Media reports said the government will pump in €4.9bn ($6.6bn, £3.9bn) into the bank, which was hurt by the financial crisis in Europe and its exposure to loss-making companies headed by its founding Espirito Santo family.
The rescue plan was unveiled after discussions between Portuguese and European Union officials during the weekend.
Under the plan, Banco Espirito Santo will be split into a "good bank", under the name Novo Banco, and a "bad bank", which will house BES's exposures to loss-making businesses.
The bank's junior bondholders and shareholders, including the Espirito Santo family, which has a 20% stake, and French bank Credit Agricole which owns 14.6%, will bear the bad bank's losses.
Novo Banco will be recapitalised with a €4.9bn investment from a special bank resolution fund created in 2012. The Portuguese state will lend the fund €4.4bn for the purpose.

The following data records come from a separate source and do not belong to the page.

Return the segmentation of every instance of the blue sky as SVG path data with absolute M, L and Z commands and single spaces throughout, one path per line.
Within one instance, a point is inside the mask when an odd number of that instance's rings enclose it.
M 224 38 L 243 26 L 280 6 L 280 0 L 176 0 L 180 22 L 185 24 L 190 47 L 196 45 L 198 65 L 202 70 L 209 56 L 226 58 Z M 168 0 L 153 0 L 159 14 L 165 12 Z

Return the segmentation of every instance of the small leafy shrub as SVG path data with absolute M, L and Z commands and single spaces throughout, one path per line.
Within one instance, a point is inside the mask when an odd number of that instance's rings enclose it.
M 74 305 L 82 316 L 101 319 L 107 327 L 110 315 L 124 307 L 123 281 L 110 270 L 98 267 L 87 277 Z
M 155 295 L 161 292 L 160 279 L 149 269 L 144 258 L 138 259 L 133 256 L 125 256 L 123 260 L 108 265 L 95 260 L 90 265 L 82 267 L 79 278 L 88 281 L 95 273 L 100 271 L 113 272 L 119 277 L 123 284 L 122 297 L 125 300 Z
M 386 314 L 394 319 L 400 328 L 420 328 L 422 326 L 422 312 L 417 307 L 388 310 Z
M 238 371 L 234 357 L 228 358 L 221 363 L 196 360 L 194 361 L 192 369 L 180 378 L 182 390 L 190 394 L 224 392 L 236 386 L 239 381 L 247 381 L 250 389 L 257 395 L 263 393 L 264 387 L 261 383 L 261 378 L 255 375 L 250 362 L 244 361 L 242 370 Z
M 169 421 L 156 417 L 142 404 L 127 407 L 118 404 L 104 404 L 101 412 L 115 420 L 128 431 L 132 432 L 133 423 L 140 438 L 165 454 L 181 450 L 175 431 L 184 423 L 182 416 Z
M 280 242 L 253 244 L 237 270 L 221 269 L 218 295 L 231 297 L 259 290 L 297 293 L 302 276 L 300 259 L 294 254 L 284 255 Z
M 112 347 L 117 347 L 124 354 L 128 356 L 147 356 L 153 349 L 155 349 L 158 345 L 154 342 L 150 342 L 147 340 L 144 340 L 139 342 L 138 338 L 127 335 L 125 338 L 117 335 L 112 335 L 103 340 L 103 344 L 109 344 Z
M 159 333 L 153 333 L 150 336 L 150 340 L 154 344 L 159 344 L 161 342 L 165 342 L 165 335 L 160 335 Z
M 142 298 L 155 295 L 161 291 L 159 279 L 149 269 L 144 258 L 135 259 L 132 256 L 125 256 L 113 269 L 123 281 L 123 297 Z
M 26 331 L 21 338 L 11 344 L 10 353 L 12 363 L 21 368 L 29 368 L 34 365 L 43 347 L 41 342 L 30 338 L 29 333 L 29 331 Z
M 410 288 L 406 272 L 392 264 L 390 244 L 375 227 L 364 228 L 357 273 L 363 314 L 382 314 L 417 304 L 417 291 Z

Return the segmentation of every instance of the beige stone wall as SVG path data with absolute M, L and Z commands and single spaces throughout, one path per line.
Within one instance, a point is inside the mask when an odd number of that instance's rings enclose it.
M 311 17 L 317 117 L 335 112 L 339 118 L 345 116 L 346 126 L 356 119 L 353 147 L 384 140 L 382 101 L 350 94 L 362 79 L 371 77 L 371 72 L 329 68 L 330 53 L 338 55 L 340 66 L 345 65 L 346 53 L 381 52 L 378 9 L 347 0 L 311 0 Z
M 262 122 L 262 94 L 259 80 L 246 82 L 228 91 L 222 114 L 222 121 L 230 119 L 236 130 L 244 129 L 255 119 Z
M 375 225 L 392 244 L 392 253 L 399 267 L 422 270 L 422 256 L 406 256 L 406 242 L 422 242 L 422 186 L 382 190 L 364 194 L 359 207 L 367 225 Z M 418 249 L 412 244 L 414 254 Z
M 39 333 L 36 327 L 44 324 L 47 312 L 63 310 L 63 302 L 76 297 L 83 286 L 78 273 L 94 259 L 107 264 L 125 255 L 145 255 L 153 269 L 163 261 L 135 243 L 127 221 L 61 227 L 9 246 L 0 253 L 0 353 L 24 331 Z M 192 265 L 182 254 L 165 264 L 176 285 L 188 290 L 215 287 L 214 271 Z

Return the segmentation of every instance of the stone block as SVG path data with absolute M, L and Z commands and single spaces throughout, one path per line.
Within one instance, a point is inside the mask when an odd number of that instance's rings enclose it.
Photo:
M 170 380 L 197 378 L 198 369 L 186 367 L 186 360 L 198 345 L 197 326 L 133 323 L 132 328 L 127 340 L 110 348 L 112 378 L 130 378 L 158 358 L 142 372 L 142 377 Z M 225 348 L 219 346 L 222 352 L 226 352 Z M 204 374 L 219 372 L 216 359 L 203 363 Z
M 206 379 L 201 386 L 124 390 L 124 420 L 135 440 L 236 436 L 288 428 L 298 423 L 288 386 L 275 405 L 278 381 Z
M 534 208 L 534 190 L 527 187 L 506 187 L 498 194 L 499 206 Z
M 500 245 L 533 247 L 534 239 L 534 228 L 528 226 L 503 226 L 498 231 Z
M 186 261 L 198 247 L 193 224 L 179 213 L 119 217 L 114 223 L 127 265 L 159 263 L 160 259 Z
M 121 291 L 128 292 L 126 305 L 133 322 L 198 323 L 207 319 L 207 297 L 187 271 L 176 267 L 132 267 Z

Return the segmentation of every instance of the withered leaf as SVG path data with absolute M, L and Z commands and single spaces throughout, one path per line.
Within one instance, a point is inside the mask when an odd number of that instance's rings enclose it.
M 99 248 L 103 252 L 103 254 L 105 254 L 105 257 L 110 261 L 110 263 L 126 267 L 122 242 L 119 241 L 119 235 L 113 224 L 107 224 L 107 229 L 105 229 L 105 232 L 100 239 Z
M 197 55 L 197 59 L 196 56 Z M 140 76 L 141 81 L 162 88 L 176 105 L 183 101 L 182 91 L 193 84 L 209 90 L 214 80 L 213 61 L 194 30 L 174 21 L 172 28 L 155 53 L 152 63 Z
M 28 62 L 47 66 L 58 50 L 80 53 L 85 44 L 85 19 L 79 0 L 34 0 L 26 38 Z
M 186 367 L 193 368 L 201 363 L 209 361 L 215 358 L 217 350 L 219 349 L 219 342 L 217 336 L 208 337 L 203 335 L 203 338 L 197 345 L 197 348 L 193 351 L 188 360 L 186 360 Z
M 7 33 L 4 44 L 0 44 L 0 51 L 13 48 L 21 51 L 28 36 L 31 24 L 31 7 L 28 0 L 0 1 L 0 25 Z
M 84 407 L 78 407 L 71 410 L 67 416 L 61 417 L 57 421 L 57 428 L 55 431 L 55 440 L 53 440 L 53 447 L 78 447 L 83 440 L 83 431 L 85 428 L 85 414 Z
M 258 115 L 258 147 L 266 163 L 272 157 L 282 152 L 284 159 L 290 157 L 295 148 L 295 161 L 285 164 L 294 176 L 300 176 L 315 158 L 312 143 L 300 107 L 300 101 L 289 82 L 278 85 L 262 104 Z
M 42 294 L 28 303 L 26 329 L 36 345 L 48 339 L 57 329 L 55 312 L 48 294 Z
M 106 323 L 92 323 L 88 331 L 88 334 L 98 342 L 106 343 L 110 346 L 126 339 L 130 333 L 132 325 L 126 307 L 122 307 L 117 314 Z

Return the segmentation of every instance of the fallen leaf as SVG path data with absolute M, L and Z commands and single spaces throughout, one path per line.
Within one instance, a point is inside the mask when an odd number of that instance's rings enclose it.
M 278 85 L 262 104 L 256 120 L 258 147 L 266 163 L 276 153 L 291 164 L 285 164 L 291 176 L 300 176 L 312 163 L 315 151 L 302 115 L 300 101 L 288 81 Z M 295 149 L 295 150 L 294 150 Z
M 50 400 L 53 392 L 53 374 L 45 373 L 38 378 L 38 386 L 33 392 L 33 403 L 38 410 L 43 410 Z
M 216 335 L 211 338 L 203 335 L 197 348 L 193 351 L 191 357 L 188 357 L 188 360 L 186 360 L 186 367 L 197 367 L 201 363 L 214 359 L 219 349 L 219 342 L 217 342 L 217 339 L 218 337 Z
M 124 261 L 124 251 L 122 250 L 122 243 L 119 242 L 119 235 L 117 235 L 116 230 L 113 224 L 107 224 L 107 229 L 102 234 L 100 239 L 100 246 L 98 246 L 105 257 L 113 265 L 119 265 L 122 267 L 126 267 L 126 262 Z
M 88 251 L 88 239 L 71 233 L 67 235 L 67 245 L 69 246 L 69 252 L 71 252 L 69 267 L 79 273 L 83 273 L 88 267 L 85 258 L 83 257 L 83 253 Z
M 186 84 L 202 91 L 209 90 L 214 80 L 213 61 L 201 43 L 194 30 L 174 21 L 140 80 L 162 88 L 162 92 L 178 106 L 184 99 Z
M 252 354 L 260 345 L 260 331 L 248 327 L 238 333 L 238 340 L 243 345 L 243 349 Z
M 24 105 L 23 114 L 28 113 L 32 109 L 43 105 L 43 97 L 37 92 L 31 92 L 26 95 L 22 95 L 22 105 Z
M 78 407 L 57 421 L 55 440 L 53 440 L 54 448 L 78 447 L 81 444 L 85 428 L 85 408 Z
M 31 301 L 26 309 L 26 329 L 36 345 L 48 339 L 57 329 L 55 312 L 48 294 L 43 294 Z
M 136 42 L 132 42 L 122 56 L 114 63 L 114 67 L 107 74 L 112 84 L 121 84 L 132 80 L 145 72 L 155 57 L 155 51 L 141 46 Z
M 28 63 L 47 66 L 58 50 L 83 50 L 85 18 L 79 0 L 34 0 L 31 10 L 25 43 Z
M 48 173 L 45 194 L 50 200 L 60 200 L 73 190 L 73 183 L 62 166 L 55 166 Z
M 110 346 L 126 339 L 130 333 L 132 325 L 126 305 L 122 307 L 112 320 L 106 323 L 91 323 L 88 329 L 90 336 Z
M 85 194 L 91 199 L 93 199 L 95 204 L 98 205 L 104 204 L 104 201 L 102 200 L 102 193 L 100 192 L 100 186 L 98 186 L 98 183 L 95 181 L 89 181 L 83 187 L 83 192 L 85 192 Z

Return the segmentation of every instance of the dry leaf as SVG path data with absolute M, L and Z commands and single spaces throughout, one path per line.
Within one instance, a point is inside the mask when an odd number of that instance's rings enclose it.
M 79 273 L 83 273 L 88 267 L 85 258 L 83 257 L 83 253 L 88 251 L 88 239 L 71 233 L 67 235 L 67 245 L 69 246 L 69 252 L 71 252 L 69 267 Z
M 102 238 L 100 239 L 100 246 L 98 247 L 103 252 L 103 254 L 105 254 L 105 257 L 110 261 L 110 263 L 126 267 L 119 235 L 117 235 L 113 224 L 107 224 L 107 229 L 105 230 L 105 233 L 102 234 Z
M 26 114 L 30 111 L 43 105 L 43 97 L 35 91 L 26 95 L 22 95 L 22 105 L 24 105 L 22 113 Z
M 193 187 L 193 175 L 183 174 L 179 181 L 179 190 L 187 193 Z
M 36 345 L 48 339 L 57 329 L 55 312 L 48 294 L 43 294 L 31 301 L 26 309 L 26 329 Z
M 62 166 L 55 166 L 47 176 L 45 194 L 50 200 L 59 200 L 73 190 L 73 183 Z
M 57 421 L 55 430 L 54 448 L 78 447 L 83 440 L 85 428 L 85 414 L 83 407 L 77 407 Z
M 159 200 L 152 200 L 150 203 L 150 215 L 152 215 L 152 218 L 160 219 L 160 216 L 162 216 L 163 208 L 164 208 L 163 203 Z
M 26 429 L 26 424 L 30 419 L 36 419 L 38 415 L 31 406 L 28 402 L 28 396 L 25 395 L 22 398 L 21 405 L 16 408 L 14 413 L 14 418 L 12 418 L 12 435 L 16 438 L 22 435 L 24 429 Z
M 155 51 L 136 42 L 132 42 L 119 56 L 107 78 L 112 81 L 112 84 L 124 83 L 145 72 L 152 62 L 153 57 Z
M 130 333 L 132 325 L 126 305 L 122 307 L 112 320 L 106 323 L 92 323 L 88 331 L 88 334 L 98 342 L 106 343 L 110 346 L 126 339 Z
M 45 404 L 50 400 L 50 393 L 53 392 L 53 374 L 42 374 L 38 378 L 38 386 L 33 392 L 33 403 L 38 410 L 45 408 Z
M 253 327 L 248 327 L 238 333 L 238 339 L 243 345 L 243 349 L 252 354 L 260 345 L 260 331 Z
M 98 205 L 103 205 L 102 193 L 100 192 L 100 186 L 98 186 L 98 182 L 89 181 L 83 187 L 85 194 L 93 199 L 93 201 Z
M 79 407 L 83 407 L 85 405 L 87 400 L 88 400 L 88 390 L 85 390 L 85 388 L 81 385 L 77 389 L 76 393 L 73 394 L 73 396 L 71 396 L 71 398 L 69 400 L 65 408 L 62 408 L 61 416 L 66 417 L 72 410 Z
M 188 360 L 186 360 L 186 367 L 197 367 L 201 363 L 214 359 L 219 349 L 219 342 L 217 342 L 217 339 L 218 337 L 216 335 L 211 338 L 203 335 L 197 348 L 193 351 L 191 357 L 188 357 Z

This funding is temporary stated the Bank of Portugal: Novo Banco is expected to be sold to private investors in the future to reimburse the government.
Banco Espírito Santo is the largest bank in Portugal with assets totalling €76.6bn at the end of March.
Even if the bank is not that big enough to rank among the eurozone's largest banks, the rescue plan would be costly for Portugal, which has recently emerged from an international bailout.
The European Commission has approved the rescue plan, adding it is in compliance with the region's new rules to minimise cost to taxpayers and prevent bottlenecks to the financial system.